Doug was immersed in every detail, always with an eye toward creating an idealized rustic aesthetic. All the park signage was hand-carved from wood (a nice touch that park employees say is a pain when they have to change the price of anything). Even the garbage cans were works of art, each of them nestled under tidy shingles. “He’d give you a drawing, and he’d want you to build it to the height, to the dimensions, always coming up with higher standards,” Villablanca recalled.
Erwin González, the superintendent of Pumalín, remembers a time when, as they were constructing a campground, Doug asked for a tree to be removed because it was blocking the view of the volcano. González procrastinated. He liked that tree—it was beautiful and home to many birds. When Doug returned to the site a few months later, he complained that the tree was still standing. He said, “How many trees has this park saved? Hundreds of thousands? Millions?” González cut down the tree.
One former employee told me that Doug was “terrifying to work for.” The staff would hear the Cessna coming in for a landing, and everyone would scramble to make sure everything was perfect. Yet many employees found Doug’s intensity inspiring, and they felt a clannish loyalty toward him and Kris. The Chilean staffers of Tompkins Conservation whom I met had been with the organization for 10 years, 13 years, 16 years, 19 years, 20 years, 24 years. “For Doug, nothing was impossible,” Guzmán said. “He hated to hear that something was impossible. He’d say, ‘OK, but at least let’s try and see the result.’ And look—look what we’ve accomplished in just a short time.”
MAP BY STEVE STANKIEWICZTHE AYSÉN REGION of Chilean Patagonia is a place of boilerplate beauty. Sharp peaks, nearly always headlocked by clouds, drop down to arid plateaus streaked blue with copper veins, which in turn fall into valleys where the rivers run aquamarine. Lenga, a southern beech, covers the hillsides, the tree’s shape reminiscent of a Lebanon cedar’s zigzag posture. It’s a witchy forest, every branch and limb and trunk garlanded with long strands of gray lichen. A native wild strawberry sprawls in the understory, the fruit as small as marbles and as sweet as jam.
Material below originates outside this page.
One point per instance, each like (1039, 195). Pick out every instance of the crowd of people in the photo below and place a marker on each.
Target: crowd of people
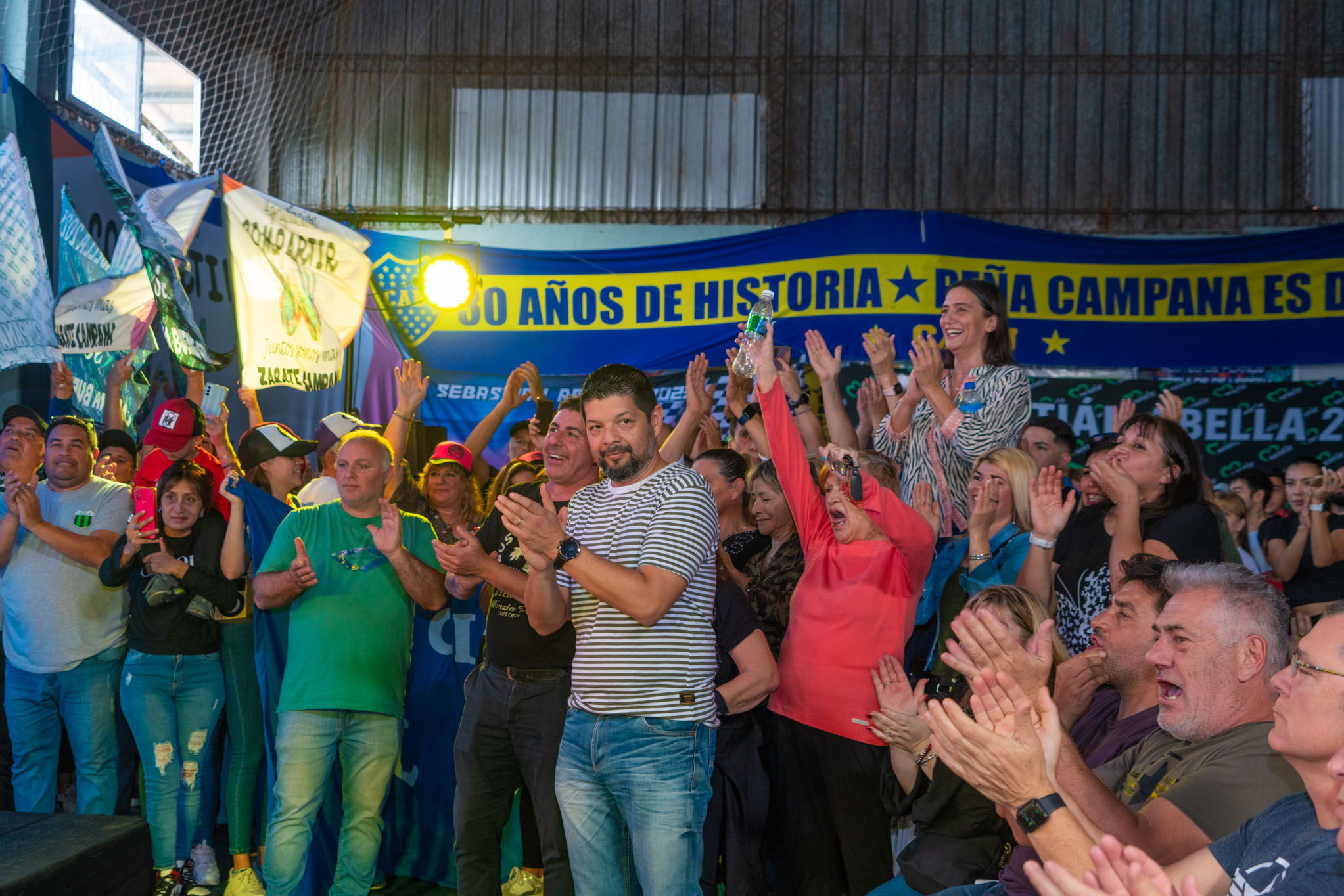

Patagonia was the last place that humans arrived in the Americas, and it remains among the most remote locations on Earth. Europeans didn’t show up in any meaningful numbers until the late 19th century, whereupon they wiped out the Indigenous people, the Tehuelche, who had lived there for millennia. Well into the 20th century, Chilean Patagonia was a kind of terrestrial island, so disconnected from the rest of the country that the authorities in Santiago worried about an Argentine takeover. To encourage settlement, in the mid-20th century the Chilean government gave away land to any pioneer who “cleaned” the forests to make way for sheep and cattle. More than 7 million acres of lenga trees were burned down. (Because the forest there is evolutionarily unaccustomed to fire, the woods didn’t recover, and traveling through the region, I saw many hillsides of bleached trunks, like arboreal graveyards.) By the 1970s, there were some 20 million sheep grazing lands that were not adapted to such animals. But the settlers—mostly farmers from the Chilean heartland, along with some Germans—still numbered in the mere tens of thousands. As late as 1980, there was just one phone in Cochrane, the mountain town that is the closest human settlement to Patagonia National Park. In Patagonia, isolation endures: No jet roars or contrails interrupt the sky.